La morte? La morte?... Ma io devo saper tutto! Una catastrofe così improvvisa, così repentina, non è possibile! Io devo saper tutto!

Caterina

(ha il viso impietrito in una espressione spasmodica) E che posso dirvi, io?... Il fatto è che noi mettemmo al mondo una creaturina anemica, diafana, malata.... Il fatto è che quel povero piccolo, così fragile, così fragile, pareva che coi suoi occhietti scialbi mi rimproverasse la sua nascita o mi chiedesse la ragione della sua fragilità! Che altro posso dirvi?... La sua malattia è durata dalla nascita alla morte.... Egli... era il figlio vostro: ecco tutto.

Francesco

(abbassa il capo, e il suo volto si rabbuia di vergogna.)

Caterina

(continuando) Ma non pensate che io inveisca ancora contro di voi. No, no, Francesco! La lotta fra voi e me è finita. Innanzi a quel cadaverino... io non sono più la donna che vi giudica.

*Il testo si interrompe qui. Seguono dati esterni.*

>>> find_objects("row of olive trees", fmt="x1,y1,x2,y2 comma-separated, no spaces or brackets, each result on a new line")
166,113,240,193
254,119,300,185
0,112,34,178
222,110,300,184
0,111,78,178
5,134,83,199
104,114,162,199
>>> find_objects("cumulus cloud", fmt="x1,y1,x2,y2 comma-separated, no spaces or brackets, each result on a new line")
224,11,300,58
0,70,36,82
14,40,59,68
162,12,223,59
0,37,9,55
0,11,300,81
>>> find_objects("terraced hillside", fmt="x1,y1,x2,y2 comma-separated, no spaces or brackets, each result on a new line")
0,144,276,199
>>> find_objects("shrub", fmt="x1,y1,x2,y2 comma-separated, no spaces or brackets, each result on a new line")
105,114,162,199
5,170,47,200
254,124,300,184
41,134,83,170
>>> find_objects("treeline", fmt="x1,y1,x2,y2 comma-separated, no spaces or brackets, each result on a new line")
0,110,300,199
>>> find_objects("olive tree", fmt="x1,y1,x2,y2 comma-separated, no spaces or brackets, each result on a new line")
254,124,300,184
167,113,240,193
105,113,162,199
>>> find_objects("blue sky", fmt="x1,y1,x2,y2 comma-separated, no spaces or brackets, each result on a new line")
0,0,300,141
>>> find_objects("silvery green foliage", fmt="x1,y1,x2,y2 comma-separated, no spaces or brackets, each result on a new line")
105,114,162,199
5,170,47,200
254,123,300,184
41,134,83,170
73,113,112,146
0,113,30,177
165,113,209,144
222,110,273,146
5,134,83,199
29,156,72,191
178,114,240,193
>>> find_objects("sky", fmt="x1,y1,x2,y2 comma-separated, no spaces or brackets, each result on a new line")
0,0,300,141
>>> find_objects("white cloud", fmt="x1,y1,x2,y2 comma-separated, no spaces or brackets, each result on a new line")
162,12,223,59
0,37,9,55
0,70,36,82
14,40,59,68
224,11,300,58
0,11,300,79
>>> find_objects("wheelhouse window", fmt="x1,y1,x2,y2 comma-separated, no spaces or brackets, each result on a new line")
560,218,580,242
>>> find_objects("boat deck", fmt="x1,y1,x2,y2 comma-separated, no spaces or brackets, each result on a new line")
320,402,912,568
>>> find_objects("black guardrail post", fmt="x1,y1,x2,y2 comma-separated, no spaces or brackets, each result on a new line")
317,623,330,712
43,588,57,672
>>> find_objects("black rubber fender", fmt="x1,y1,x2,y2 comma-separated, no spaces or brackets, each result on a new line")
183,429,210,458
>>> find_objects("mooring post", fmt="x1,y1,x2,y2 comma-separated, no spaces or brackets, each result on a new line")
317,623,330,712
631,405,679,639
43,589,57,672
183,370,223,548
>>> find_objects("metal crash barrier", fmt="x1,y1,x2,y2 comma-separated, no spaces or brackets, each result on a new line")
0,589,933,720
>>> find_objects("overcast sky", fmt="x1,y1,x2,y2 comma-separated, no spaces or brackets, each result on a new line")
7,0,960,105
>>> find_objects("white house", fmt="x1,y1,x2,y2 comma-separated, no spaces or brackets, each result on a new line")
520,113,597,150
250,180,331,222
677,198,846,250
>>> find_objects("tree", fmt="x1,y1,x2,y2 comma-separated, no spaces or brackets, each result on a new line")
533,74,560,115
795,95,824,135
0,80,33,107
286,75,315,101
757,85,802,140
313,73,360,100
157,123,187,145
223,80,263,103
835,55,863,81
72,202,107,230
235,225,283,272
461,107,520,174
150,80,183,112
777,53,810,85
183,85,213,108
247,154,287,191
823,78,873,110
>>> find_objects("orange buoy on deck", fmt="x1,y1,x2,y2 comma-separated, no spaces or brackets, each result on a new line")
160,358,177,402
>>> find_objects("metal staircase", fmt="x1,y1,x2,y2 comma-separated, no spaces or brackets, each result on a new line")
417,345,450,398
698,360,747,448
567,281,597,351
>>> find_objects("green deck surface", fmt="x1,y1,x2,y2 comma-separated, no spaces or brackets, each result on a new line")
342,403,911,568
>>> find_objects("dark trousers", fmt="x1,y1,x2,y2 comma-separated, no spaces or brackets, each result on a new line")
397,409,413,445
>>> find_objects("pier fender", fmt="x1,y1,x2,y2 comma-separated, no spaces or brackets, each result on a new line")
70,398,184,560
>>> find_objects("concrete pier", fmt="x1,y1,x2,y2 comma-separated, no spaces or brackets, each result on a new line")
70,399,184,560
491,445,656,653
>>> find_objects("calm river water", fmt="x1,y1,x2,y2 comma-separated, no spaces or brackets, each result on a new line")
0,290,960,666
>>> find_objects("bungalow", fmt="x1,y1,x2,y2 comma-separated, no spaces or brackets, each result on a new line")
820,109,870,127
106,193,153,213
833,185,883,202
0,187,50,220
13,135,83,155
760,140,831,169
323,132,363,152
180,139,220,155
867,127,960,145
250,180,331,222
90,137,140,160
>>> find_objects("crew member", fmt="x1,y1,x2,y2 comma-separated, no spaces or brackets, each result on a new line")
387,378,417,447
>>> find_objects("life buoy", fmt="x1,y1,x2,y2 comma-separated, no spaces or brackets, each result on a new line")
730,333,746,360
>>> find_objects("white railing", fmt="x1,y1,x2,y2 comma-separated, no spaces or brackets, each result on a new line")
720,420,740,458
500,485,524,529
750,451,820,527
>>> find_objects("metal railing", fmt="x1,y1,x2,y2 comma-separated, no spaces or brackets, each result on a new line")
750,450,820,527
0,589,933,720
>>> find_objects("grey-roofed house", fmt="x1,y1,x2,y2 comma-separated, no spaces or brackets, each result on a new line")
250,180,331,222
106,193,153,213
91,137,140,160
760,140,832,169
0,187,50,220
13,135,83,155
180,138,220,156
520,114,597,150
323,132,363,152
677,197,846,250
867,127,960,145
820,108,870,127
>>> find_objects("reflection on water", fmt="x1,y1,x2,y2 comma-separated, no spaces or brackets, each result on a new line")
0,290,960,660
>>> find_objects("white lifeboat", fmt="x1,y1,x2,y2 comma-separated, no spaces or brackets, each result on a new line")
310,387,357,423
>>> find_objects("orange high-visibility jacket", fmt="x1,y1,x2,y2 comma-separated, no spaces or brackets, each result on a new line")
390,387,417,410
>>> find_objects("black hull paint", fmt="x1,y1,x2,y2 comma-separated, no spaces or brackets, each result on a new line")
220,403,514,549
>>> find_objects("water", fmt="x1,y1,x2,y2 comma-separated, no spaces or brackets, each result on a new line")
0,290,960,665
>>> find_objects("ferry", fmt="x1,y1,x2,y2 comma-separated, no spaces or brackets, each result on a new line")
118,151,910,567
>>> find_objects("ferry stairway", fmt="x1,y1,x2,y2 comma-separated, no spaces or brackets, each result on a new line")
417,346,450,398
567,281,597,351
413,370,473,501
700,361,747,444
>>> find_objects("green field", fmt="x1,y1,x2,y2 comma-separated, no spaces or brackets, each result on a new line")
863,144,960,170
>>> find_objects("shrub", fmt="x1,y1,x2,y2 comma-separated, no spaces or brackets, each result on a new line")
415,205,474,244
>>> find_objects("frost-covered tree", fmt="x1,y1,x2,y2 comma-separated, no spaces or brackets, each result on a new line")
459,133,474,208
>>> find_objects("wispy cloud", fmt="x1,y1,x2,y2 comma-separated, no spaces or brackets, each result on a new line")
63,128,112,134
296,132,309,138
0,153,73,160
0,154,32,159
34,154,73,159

No: io sono la madre umiliata, la madre che s'era illusa di poter combattere perfino la morte con l'orgoglio dell'affetto materno.... Quando io era qui, un momento fa, ad accusarvi e a difendermi, tutta intenta all'avvenire (a poco a poco il suo terrore si dissolve in commozione), egli viveva la sua ultima ora, e sono giunta appena in tempo per vederlo agonizzare.... Oh, perchè illudermi?! perchè illudermi così?!... (Gli occhi le si ingombrano di lagrime.) Perchè figurarmelo adulto, capace di comprendermi, capace di perdonarmi?... Perchè?... Egli era distrutto già da un pezzo! (Sempre più commossa, parlando a sè stessa:) Fin dall'alba di stamane, sul guanciale, la sua piccola testa bruna sembrava un'ombra.... Egli non c'era più... non c'era più, e difatti... è da questa notte che non mi ha più chiamata «mamma»... e le sue braccine non si sono più aggrappate al mio collo come facevano sempre.... Non ho più sentita la stretta di quelle braccine deboli deboli, che pure una volta mi comunicavano tanta forza, e nei suoi occhietti senza luce non ho più trovato il solito rimprovero.... (Ora, le lagrime le inondano il viso.) Mi aveva già lasciata..., mi aveva già lasciata... ed io non me n'ero accorta! (Caldamente piange.)